L’ibrido piace: in pool o assegnato, meglio se non occorre ricaricarlo “alla spina”

La survey, come lo scorso anno, ha preso in considerazione anche l’offerta di mobilità ibrida per le flotte aziendali. I dati dimostrano che questa formula viene già oggi considerata un’alternativa concreta ai motori tradizionali: le Full-Hybrid convincono maggiormente rispetto alle Phev, perché non occorre “ricaricarle alla spina”, mentre scarso interesse riscuotono le Mild-Hybrid. Quasi il 90% delle auto ibride viene assegnato in fringe benefit. L’interesse per questa tecnologia appare evidente anche analizzando le prospettive di acquisto per i prossimi 12 mesi: il 40% del panel è convinto di aumentare il numero di questi veicoli in flotta contro il 33% del 2018.

Leggi l’articolo “Auto aziendali ibride cercasi”

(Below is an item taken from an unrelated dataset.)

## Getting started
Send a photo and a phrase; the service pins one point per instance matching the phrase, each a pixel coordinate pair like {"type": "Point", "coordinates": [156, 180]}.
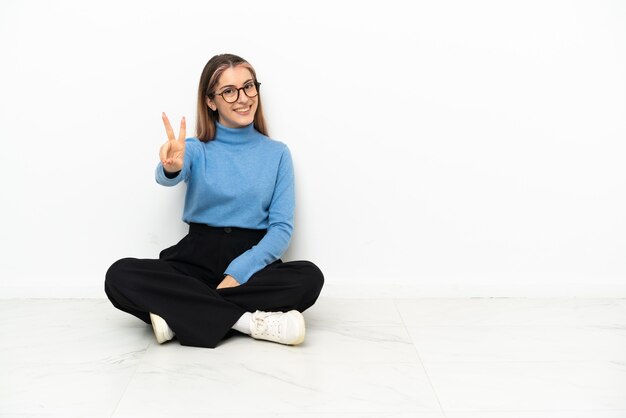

I vantaggi dell’ibrido, nella percezione dei fleet manager, sono gli stessi dell’elettrico (se si esclude il saving sui costi di carburate), anche se il taglio delle emissioni viene indicato solo dal 53% del campione. Percentuali più alte registrano le agevolazioni nella circolazione (70%).

I manager che restano scettici nei confronti dell’ibrido evidenziano la scarsa convenienza nei percorsi autostradali (risposta indicata dal 36% dei fleet manager) e i canoni ancora troppo alti (36%). La mancanza di infrastrutture di ricarica (27%) resta un ostacolo forte per la diffusione delle Phev.

Per quanto riguarda le dotazioni di strutture di ricarica da parte delle aziende, rispetto al 2018, si registra una crescita di 10 punti percentuali (dal 46% al 56%) delle imprese che hanno installato soluzioni di ricarica presso la propria sede e di ben 20 punti percentuali (dal 63% all’84%) di quelle che hanno stipulato accordi con le utility dell’energia.